A l’origine d’un dispositif mécatronique implantable pour traiter l’incontinence urinaire à l’effort, la start-up grenobloise Uromems vient de valider un tour de table à 44 millions d’euros, dans un contexte de financement pourtant défavorable. Une levée qui doit lui permettre de financer les études cliniques qui devraient la porter jusqu'aux agréments de la Food and Drug Administration (FDA) américaine et de l'Union européenne.
Le contexte de financement s'est largement durci depuis 2023 pour l'ensemble de la Tech française.

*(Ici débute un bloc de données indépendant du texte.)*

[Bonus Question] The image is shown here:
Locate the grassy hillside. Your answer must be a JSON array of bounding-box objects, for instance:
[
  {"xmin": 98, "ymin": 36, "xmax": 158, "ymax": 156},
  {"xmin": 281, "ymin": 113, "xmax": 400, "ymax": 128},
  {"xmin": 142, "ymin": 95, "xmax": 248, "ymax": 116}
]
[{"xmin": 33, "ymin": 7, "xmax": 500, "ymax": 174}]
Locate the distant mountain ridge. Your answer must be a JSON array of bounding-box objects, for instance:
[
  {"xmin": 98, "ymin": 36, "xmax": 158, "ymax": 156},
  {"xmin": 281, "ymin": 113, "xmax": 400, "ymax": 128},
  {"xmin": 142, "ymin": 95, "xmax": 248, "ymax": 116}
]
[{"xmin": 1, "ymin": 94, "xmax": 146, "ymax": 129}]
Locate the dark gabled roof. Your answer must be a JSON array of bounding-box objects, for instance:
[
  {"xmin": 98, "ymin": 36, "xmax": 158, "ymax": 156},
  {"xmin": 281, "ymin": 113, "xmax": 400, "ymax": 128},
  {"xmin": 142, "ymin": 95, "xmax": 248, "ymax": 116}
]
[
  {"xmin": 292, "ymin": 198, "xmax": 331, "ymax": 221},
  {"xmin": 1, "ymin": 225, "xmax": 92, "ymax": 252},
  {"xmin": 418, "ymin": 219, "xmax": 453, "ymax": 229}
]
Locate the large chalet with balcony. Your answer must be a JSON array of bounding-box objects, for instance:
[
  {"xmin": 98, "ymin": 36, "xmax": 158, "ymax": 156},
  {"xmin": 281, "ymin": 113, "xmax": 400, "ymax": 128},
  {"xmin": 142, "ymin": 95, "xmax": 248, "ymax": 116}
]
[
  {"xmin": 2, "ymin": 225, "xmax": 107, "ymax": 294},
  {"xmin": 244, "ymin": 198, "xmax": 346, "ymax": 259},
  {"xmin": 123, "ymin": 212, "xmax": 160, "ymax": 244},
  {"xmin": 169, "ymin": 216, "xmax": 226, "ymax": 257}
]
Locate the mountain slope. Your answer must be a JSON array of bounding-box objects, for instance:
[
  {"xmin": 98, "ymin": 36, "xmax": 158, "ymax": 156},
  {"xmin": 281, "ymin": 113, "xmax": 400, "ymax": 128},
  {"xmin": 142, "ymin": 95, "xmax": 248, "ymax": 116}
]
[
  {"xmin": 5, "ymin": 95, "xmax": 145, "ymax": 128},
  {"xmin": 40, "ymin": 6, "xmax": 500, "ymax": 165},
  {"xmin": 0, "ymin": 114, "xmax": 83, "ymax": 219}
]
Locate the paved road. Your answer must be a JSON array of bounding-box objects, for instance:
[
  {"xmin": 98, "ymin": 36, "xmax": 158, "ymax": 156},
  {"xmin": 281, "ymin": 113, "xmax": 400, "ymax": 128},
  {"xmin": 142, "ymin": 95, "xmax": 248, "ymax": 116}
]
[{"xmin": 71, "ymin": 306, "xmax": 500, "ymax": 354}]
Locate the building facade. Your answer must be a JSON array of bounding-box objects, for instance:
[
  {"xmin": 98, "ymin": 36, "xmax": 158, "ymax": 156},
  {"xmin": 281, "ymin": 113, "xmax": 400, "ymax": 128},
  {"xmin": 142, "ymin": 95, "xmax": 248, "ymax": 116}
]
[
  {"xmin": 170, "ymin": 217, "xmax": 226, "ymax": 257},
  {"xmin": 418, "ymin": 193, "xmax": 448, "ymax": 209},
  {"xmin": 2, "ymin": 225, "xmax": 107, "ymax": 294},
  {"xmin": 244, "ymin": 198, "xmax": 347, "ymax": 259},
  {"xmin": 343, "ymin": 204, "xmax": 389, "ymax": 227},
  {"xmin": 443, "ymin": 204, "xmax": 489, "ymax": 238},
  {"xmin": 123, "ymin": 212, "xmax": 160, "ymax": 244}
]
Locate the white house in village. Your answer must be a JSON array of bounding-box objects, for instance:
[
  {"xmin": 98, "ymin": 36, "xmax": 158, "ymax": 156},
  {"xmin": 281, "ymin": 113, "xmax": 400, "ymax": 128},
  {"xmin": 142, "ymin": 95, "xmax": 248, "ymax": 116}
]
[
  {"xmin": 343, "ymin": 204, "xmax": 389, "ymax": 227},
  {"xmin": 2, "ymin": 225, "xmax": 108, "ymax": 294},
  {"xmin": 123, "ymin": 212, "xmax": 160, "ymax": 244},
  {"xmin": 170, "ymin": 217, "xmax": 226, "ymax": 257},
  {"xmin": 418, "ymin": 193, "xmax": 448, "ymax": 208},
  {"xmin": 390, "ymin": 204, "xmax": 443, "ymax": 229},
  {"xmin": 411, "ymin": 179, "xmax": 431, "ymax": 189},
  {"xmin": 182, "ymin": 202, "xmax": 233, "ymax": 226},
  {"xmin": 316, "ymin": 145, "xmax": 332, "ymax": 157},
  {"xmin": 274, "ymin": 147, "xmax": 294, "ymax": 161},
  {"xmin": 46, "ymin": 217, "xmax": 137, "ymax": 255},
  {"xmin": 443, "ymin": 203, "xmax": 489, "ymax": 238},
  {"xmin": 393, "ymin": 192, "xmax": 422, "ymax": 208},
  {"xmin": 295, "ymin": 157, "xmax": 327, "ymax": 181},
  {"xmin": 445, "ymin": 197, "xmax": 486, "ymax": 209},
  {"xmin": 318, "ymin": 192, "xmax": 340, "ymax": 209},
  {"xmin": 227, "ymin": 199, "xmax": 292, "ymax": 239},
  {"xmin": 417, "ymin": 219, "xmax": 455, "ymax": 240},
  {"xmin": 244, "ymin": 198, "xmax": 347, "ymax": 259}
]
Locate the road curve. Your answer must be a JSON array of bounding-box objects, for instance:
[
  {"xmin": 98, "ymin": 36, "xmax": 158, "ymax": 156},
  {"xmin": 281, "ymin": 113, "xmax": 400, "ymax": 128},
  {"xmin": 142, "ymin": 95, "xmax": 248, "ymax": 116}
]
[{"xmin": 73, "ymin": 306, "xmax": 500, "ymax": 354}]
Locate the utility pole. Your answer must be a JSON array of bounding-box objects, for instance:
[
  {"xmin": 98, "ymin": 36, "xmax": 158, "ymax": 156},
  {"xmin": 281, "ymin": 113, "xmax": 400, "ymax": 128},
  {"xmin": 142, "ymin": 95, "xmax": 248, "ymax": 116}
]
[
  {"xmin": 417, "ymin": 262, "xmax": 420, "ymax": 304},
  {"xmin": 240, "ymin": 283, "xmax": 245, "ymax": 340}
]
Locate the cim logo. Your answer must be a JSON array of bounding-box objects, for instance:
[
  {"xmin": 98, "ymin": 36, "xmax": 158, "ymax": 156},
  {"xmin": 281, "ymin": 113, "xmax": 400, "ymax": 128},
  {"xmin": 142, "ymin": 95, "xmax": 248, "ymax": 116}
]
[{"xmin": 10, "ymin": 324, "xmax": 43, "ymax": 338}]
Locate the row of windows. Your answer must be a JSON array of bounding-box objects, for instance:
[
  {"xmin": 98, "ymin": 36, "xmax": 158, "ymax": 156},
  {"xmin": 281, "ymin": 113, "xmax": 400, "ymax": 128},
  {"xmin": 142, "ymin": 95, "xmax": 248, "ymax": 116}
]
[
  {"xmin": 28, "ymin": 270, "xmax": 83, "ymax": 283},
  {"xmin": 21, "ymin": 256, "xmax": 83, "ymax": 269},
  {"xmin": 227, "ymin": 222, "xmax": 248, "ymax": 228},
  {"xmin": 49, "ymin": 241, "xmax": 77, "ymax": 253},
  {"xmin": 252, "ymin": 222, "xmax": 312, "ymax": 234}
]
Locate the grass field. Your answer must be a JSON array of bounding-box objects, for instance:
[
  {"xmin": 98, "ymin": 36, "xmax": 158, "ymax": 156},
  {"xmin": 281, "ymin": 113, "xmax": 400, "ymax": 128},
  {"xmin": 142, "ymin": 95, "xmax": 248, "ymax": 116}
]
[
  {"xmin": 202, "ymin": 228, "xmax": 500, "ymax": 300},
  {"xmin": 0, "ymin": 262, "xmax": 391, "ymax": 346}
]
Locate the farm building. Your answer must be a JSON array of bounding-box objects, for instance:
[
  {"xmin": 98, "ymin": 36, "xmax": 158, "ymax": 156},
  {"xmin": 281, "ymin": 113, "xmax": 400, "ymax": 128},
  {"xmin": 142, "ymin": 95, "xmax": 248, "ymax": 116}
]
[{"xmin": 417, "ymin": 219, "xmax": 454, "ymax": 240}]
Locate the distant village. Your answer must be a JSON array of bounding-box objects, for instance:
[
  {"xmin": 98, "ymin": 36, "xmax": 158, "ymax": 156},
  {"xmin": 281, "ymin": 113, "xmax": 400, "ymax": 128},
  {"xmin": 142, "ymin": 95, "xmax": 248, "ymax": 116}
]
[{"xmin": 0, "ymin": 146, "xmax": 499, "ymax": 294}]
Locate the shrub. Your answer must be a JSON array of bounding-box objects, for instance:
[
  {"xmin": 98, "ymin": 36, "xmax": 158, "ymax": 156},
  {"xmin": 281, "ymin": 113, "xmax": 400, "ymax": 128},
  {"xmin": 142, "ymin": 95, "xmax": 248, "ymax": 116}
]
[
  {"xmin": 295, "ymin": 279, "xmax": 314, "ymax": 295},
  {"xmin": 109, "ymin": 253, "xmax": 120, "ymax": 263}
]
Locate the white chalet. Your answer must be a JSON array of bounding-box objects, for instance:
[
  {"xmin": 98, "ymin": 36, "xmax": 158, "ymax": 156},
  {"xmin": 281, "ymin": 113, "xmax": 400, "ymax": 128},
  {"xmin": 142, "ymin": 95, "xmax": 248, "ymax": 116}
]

Un peu moins probablement pour la healthtech que pour d'autres secteurs, mais les investisseurs sont tout de même bien plus difficiles à séduire aujourd'hui qu'il y a trois ans.
Selon le panorama établi par France Biotech, la healtech française a levé 1,8 milliard d'euros en 2023 (dont 130 millions, levée record opérée par la Lyonnaise Amolyt Pharma). C'était 38% de moins qu'en 2022. Et toujours selon France Biotech, sept start-ups de la filière sur dix s'inquiétaient des difficultés à lever des fonds en 2024.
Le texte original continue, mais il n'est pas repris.